YOGYAKARTA, POPULI.ID – Upaya pengendalian tuberkulosis (TBC) di Kota Yogyakarta kembali diperkuat di tengah meningkatnya temuan kasus penyakit tersebut. Dinas Kesehatan (Dinkes) Kota Yogyakarta mencatat hingga Oktober 2025, terdapat hampir 900 kasus TBC. Sekitar 12–13 persen di antaranya menyerang anak-anak.
Kepala Seksi Pencegahan Pengendalian Penyakit Menular dan Imunisasi Dinkes Kota Yogyakarta, Endang Sri Rahayu, menekankan bahwa anak dengan TBC umumnya bukan sumber penularan, melainkan kelompok yang tertular dari orang dewasa di sekitarnya. Ia menyebut penularan bisa terjadi dari siapa saja yang berinteraksi dekat dengan anak.
“Bisa dari orang tua, tetangga, pengasuh, atau bahkan orang yang sering ditemui sehari-hari. Pernah ada kasus anak tertular dari tukang sayur langganan ibunya,” katanya, Jumat (14/11/2025).
Dalam hal pencegahan, vaksin BCG masih menjadi satu-satunya imunisasi untuk TBC. Hanya saja, efektivitasnya tidak bisa diandalkan sepenuhnya.
“Efektivitasnya sekitar 60 persen, sehingga strategi pengendalian tidak cukup hanya dengan vaksin. Kunci utamanya tetap pada penemuan kasus, pengobatan tuntas, dan edukasi kepada masyarakat,” ujar Endang.
Indonesia masih menghadapi beban TBC yang tinggi. Endang menjelaskan, secara global Indonesia berada di posisi kedua dengan kasus TBC terbanyak. Sehingga penanganannya menjadi program prioritas pemerintah pusat.
“Karena beban kasusnya tinggi, TBC masuk program Quick Win Presiden. Di Jogja, langkah utama kami adalah memperkuat penemuan kasus aktif melalui kolaborasi, salah satunya dengan UGM,” ungkapnya.
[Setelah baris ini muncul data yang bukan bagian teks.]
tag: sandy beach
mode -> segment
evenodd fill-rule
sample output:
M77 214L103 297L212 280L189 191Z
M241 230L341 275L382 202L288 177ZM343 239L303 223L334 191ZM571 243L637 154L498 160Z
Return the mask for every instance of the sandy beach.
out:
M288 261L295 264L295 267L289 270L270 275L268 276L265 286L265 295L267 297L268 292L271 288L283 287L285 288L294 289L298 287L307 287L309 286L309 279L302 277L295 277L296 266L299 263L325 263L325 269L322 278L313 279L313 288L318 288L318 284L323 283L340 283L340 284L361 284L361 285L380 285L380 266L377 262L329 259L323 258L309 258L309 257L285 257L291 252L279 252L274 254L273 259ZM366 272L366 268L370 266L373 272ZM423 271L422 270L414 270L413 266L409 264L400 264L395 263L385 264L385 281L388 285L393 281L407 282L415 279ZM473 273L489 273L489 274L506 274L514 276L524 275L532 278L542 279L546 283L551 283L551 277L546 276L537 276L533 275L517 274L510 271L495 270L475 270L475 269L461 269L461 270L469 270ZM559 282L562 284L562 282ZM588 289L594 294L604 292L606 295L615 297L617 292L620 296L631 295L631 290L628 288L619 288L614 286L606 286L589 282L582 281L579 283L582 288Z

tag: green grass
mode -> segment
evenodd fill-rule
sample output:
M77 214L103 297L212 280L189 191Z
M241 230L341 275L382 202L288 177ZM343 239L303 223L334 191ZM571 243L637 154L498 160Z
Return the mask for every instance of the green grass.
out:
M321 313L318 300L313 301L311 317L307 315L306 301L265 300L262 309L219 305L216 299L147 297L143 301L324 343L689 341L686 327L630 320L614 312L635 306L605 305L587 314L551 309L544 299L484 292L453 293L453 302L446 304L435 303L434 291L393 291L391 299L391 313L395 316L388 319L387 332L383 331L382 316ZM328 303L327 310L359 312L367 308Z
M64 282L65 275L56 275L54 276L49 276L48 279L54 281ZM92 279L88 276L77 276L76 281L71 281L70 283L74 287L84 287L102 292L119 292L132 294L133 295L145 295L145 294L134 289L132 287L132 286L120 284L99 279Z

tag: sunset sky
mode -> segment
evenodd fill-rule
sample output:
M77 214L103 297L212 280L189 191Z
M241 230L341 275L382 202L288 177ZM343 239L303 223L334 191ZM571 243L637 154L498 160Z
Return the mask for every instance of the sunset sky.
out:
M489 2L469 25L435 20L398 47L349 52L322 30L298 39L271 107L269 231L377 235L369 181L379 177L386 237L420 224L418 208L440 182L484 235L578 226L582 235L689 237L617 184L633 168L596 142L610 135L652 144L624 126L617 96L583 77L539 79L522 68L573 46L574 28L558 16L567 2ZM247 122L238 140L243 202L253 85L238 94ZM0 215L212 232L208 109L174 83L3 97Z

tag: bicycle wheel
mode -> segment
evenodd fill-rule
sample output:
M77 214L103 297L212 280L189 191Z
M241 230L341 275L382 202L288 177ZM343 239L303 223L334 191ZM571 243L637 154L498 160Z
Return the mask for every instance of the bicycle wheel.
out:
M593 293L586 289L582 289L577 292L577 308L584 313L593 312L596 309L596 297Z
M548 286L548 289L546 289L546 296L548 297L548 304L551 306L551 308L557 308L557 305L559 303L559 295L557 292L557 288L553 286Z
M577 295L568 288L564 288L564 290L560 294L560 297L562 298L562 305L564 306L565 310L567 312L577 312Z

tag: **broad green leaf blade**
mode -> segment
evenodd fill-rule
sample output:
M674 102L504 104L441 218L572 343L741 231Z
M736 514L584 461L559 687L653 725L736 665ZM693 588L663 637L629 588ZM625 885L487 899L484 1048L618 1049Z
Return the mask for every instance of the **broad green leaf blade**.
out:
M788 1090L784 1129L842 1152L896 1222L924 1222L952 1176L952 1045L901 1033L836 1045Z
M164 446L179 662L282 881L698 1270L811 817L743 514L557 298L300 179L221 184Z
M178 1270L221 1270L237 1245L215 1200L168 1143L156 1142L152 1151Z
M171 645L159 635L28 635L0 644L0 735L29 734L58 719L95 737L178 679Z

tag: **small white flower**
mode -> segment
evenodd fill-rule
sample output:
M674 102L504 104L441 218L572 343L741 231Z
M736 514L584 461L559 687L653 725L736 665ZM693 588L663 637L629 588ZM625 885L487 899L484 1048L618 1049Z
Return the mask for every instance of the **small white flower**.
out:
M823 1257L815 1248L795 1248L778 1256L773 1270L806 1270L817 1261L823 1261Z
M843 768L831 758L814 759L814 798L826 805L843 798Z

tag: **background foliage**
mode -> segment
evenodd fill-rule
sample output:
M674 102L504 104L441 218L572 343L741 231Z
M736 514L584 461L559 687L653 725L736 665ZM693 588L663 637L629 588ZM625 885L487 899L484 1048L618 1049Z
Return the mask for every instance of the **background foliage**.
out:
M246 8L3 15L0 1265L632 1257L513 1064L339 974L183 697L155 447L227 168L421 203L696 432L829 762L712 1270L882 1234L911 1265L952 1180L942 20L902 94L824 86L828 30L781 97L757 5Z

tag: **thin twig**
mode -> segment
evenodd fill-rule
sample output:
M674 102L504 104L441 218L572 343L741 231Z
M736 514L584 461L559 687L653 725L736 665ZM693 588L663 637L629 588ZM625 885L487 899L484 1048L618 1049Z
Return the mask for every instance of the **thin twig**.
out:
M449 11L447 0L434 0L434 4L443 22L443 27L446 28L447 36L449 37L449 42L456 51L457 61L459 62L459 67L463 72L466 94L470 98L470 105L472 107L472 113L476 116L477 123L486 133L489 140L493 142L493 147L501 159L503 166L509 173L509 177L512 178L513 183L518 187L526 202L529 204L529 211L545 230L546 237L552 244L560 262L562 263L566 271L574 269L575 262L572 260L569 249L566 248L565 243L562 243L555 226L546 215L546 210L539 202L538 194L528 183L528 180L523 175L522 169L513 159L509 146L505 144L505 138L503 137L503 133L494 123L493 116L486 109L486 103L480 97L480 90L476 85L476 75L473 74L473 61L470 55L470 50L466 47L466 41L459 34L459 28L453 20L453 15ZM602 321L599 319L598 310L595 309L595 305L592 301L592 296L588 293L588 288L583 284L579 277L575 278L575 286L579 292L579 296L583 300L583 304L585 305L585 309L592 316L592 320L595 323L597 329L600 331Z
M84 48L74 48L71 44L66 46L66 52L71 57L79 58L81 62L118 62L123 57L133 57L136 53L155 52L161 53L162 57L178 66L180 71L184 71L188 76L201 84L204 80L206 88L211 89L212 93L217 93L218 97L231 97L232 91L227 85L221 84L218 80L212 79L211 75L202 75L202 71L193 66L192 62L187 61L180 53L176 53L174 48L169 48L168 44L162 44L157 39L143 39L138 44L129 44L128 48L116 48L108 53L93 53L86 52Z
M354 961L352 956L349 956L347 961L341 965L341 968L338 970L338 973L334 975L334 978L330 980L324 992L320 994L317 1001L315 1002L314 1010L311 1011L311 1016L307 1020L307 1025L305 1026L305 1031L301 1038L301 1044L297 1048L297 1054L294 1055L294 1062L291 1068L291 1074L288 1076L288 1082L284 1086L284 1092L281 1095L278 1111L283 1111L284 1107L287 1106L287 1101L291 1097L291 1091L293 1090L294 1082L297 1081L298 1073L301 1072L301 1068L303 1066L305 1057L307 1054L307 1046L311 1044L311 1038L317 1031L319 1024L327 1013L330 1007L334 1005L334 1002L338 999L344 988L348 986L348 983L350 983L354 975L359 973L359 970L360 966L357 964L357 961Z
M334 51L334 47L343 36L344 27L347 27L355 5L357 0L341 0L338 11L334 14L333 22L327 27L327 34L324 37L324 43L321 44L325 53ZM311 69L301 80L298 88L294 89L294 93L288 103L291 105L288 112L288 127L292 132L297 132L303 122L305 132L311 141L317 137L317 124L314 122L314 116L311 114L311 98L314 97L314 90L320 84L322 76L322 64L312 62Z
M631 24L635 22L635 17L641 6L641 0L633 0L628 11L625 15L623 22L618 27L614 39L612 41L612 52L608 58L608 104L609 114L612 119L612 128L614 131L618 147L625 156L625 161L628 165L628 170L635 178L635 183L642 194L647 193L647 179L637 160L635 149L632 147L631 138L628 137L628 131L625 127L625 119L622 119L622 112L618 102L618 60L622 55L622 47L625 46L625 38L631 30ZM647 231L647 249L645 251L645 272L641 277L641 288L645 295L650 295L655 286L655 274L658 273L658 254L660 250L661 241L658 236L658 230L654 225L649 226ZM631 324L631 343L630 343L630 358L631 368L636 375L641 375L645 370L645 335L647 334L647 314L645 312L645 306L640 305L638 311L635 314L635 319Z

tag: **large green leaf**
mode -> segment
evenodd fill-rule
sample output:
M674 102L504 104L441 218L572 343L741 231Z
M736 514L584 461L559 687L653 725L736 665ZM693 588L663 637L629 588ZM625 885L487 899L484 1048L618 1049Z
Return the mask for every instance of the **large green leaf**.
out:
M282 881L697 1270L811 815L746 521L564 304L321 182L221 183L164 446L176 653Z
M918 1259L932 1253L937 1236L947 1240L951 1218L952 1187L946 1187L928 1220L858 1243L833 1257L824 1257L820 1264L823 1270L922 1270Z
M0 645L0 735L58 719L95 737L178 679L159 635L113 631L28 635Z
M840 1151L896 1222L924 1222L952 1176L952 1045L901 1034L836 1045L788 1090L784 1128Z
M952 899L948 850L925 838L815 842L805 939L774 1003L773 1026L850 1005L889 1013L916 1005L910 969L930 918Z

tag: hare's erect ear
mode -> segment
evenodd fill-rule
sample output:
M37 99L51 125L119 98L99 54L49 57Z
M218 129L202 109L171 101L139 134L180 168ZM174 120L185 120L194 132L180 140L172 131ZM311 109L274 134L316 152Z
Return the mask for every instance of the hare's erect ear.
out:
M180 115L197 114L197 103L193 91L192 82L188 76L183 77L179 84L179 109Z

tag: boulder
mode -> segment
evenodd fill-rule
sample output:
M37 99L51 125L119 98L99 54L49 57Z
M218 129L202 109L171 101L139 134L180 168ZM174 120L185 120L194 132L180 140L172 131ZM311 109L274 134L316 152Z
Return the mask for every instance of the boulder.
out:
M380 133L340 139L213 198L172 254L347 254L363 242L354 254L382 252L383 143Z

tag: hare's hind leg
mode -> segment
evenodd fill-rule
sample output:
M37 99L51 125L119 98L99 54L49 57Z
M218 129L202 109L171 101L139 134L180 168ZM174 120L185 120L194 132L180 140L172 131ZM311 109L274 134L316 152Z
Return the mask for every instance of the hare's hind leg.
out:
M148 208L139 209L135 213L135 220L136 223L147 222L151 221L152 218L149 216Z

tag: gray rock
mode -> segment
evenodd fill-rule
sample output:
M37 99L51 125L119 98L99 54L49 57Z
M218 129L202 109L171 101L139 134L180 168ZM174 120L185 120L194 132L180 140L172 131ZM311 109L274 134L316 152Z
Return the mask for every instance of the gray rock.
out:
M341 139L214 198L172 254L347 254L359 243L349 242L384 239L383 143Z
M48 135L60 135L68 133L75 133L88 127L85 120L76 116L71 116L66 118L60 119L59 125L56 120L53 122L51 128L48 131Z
Dinkes Kota Yogyakarta bersama tim Fakultas Kedokteran UGM rutin menggelar pemeriksaan rontgen keliling di permukiman dan sekolah-sekolah. Langkah ini dilakukan dengan metode tracing, yakni melacak kontak erat ketika satu pasien positif ditemukan.
“Prinsipnya mirip seperti Covid-19. Kalau ada kasus positif, langsung kami lakukan pemeriksaan ke orang-orang yang sering berinteraksi,” jelas Endang.
Ia memaparkan, upaya penemuan kasus aktif (active case finding) kini juga didukung anggaran APBD, termasuk pemanfaatan fasilitas rontgen di puskesmas pratama. Hasil deteksi awal kemudian dikonfirmasi melalui Tes Cepat Molekuler (TCM).
Namun penanganan di lapangan tak selalu mudah. Endang menyebut sebagian warga enggan menjalani pengobatan meski sudah dinyatakan positif.
“Ada yang menolak karena merasa sehat. Padahal kalau tidak segera diobati, risiko menularkan ke orang lain semakin besar,” tuturnya.